Another project for the finished version of the paper is an explanation for the change in HRC. The decline in rate from 2003 to mid-2015 correlates a bit better to year (p < .02, r-squared = .41) than it does to SO% (.043, .32) or BIS FB velocity (.049, .31). I haven't yet found any factors that I can add to either of the last two to explain it, but there are plenty of possibilities left to explore.
I haven't yet looked at all into the rise in HRC since the introduction of the new smoother ball. It seems to be driven by the "launch angle revolution," and it would be great to get a full explanation of what's going on here, so that the HRC rate can be optimized when we succeed in returning Con% to a sane, productive, and above all exciting level.
 A methodological note: any study of general patterns of baseball play needs to start in 2003 when baseball began monitoring PED use. For example, since then there’s an almost perfect correlation (r^2 = .985) between Pitches/PA and SO%, BB%, and HB%. But that model projects a P/PA of 3.78 for 2001-2002 and the actual figure is 3.74, for 1999-2000 it’s 3.82 predicted and 3.75 actual. Why? That’s a question I’m resisting the urge to explore (could this fact be used to identify PED users by their changes in this relationship?)

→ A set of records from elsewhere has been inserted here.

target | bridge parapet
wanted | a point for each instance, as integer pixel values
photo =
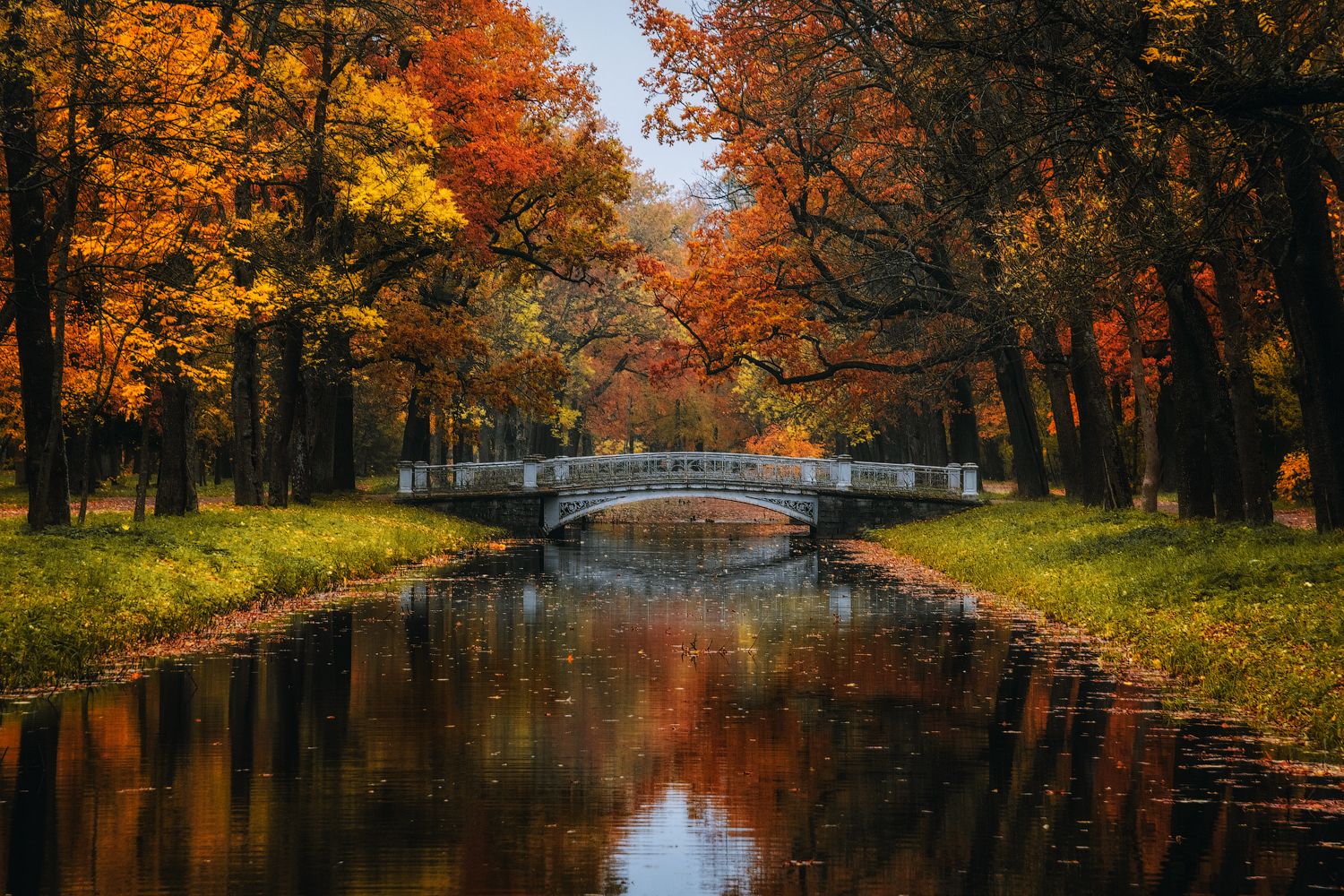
(674, 469)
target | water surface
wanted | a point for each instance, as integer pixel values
(676, 710)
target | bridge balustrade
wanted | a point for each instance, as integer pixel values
(685, 468)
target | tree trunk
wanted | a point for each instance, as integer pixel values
(177, 460)
(1144, 410)
(965, 429)
(1257, 498)
(245, 408)
(417, 435)
(1210, 479)
(935, 435)
(30, 246)
(288, 395)
(343, 447)
(1055, 366)
(320, 429)
(1314, 304)
(1029, 462)
(142, 461)
(1105, 479)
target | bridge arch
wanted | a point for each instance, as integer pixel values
(559, 511)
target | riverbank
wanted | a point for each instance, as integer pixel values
(1246, 616)
(72, 599)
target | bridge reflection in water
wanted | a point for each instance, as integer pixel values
(531, 721)
(832, 495)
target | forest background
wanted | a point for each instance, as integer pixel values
(1090, 246)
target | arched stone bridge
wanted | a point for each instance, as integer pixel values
(833, 495)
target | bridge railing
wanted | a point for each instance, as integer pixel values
(685, 468)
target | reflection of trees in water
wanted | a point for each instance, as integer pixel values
(446, 742)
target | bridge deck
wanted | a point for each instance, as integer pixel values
(687, 469)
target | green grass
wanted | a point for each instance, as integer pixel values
(73, 598)
(1247, 616)
(124, 487)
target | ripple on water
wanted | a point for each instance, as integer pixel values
(652, 711)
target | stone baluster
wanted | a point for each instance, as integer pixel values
(530, 466)
(843, 470)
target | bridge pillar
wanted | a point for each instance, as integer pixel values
(969, 481)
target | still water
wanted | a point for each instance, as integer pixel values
(676, 710)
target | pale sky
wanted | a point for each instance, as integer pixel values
(602, 34)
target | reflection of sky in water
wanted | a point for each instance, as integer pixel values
(683, 844)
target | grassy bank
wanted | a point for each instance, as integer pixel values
(1250, 616)
(72, 598)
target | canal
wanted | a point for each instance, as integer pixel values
(650, 710)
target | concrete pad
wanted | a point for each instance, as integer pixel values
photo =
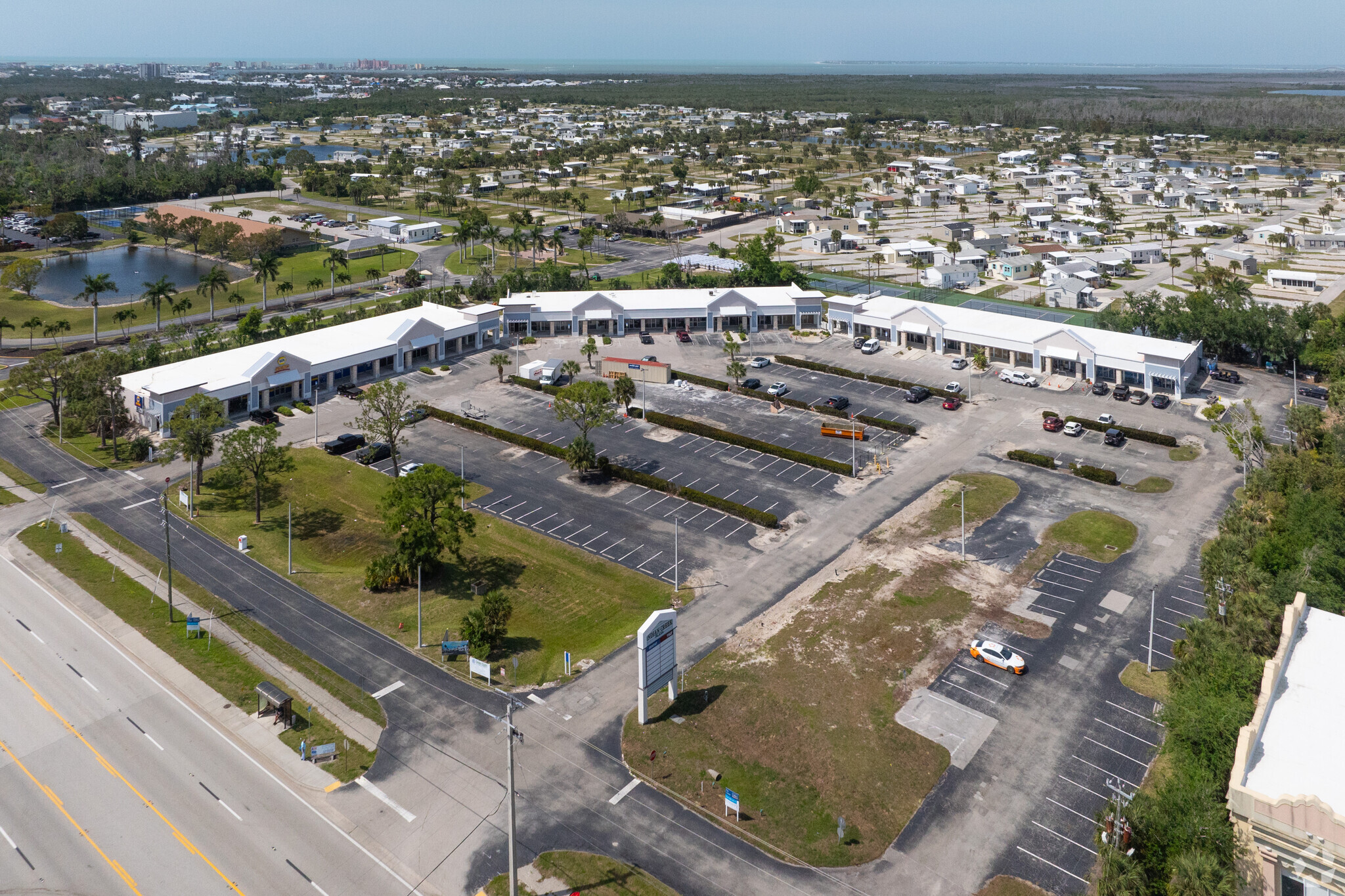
(1116, 602)
(959, 729)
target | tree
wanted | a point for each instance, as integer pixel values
(217, 278)
(264, 269)
(42, 379)
(32, 324)
(585, 405)
(335, 258)
(156, 295)
(588, 350)
(623, 390)
(382, 414)
(95, 285)
(499, 360)
(252, 454)
(22, 274)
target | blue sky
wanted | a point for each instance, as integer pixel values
(739, 34)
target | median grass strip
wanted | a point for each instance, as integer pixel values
(20, 477)
(217, 666)
(744, 441)
(564, 598)
(801, 723)
(248, 628)
(590, 875)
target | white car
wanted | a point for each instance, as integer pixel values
(998, 654)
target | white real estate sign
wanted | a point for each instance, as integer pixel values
(655, 647)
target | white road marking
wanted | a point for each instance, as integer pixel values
(621, 794)
(372, 788)
(387, 689)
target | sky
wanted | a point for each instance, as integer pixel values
(712, 35)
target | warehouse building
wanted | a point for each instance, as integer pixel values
(1042, 345)
(303, 366)
(663, 310)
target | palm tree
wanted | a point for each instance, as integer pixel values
(95, 286)
(217, 278)
(335, 258)
(156, 295)
(267, 268)
(498, 360)
(32, 324)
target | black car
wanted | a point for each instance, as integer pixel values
(373, 453)
(343, 444)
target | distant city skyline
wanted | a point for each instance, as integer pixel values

Since the factors that determine attendance include last year’s style of play, the model starts in 2004.
 The kurtosis of a distribution is more or less its flatness compared to a normal distribution. In the four years with the lowest kurtosis, 97% of teams won between 64 and 98 games and none won fewer than 54 or more than 103. In the four years with the highest, the figures are 85% and 3%, respectively).
 The model uses the 2015 pre-ASB rate as the Year-1 figure, which doubles its statistical significance, from p = .000030 to p = .000015. That tells you that fans unconsciously regarded the late homer surge as a fluke.